Fall 2017 Projects

NYOAG (New York Office of the Attorney General)

Team 1

Members: Numair Sani, Xuan Tang, Rocky Su, Tyler Schmidt

The goal of this project is to predict the lengths of New York Civil Supreme Court cases along with the lengths of individual motions within the cases. The team’s data set contained over 7 million rows and 14 attributes with numeric, date, text, and ordinal values. Members used Naïve Bayes, Decision Tree, and Random Forest to predict the lengths of cases and motions.

Team 2

Members: Nihan Le, Adeeb Sheikh, Max Torop

This team took a different approach to the same NYOAG data set. Pre-processing methods included: one-hot encoding and splitting and rejoining data sets.
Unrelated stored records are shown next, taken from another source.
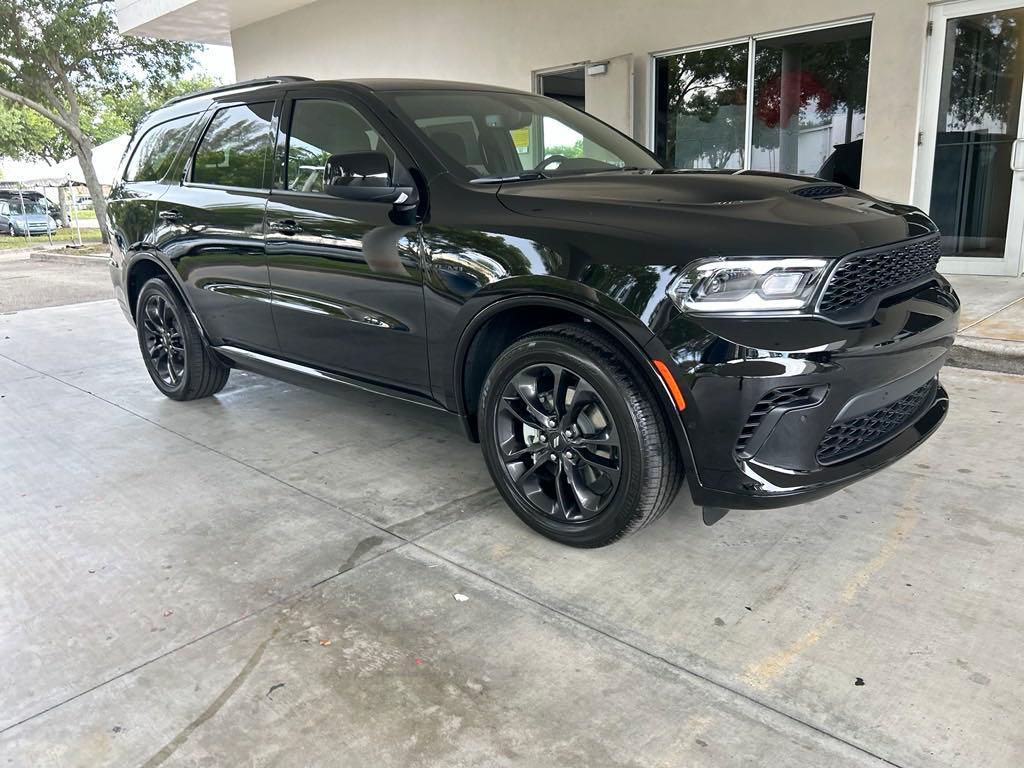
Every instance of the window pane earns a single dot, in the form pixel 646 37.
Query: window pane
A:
pixel 700 118
pixel 484 133
pixel 979 109
pixel 156 151
pixel 322 128
pixel 809 95
pixel 235 146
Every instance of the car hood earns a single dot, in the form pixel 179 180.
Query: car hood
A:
pixel 720 213
pixel 31 218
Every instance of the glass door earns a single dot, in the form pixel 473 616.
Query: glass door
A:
pixel 971 166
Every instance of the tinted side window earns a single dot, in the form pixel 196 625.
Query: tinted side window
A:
pixel 235 146
pixel 322 128
pixel 157 148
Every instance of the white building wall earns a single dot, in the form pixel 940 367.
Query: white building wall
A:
pixel 504 42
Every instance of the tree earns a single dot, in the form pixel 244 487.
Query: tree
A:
pixel 706 91
pixel 55 57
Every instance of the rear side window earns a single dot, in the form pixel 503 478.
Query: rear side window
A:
pixel 156 151
pixel 235 146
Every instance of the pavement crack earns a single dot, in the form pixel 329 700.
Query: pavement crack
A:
pixel 230 689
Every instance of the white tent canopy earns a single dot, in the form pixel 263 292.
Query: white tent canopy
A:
pixel 105 159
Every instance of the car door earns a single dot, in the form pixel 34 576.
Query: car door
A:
pixel 347 279
pixel 210 225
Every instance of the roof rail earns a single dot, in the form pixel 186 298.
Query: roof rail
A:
pixel 271 80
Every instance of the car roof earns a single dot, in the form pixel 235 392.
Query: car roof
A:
pixel 412 84
pixel 196 102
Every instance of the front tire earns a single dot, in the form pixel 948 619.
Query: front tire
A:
pixel 178 359
pixel 574 439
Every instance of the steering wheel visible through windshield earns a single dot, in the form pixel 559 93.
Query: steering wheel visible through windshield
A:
pixel 496 134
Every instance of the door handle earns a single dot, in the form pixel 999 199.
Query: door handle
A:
pixel 288 226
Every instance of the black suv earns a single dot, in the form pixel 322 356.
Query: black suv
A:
pixel 603 325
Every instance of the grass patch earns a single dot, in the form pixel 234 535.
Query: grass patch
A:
pixel 62 237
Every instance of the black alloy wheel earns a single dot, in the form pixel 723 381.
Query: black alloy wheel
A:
pixel 574 438
pixel 163 340
pixel 177 357
pixel 558 442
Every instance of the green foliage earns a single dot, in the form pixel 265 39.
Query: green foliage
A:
pixel 61 57
pixel 28 135
pixel 568 151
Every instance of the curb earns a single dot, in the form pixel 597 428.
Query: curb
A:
pixel 69 258
pixel 987 354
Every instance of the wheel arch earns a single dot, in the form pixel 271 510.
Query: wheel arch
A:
pixel 145 266
pixel 502 322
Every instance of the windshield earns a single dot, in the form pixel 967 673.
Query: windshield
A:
pixel 491 134
pixel 30 207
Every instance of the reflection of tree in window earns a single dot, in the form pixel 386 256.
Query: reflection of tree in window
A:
pixel 321 128
pixel 701 105
pixel 233 150
pixel 802 85
pixel 984 74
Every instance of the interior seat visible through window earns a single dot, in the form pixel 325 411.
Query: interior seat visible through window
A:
pixel 322 128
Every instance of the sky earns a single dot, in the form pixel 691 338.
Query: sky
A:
pixel 216 60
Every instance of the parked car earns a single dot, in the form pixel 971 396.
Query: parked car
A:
pixel 33 197
pixel 605 327
pixel 32 218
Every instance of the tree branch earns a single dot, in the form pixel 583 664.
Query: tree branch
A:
pixel 46 113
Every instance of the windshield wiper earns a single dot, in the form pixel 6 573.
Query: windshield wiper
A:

Students also utilized the Random Forest Regression, Gaussian Linear Model, Linear Regression, and Recursive Feature Elimination prediction algorithms.


Team 1

Members:  Phu Pham, Viet Duong, Puching Zhang

This project focused on identifying patterns in customers’ traits and behaviors that would make them amenable to consolidated and targeted marketing campaigns. The students’ data set contained 10 tables, including customer’s purchase probability scores for a variety of products. Members conducted Time Series analysis to identify trends. They also applied K-means to classify types of customers and evaluate purchase probability.

Team 2

Members:  Yadong Wei, Fuya Xu, Zihan Qi, Yuxuan Cui

The goal of this project is to determine purchase frequency using customer transaction data. Utilizing Market-Basket analysis and Co-Variance analysis, we identified the most common combinations of products sold within specific time intervals.


Team 1

Members: Jonavelle Cuerdo, Yuhan Jiao, Ding Luo

The goal of this project is to build models that correlate marketing, customer support, and capacity planning for special events. Analysis and modeling methods included linear models, time series analysis, ARIMA, and Rolling Forecast.

Team 2

Members: Angela Lai, Anya Khalid, Ben Dantowitz, Rylan Blowers

This project focused on analysis techniques helpful for differentiating normal website use from web breaches and abuse.  Team members used SQL to extract needed information, and utilized IQR and the standard deviation of different browsing sessions’ statistical analysis methods. In addition, the team employed K-Nearest Neighbor algorithms to differentiate web breaches from normal use.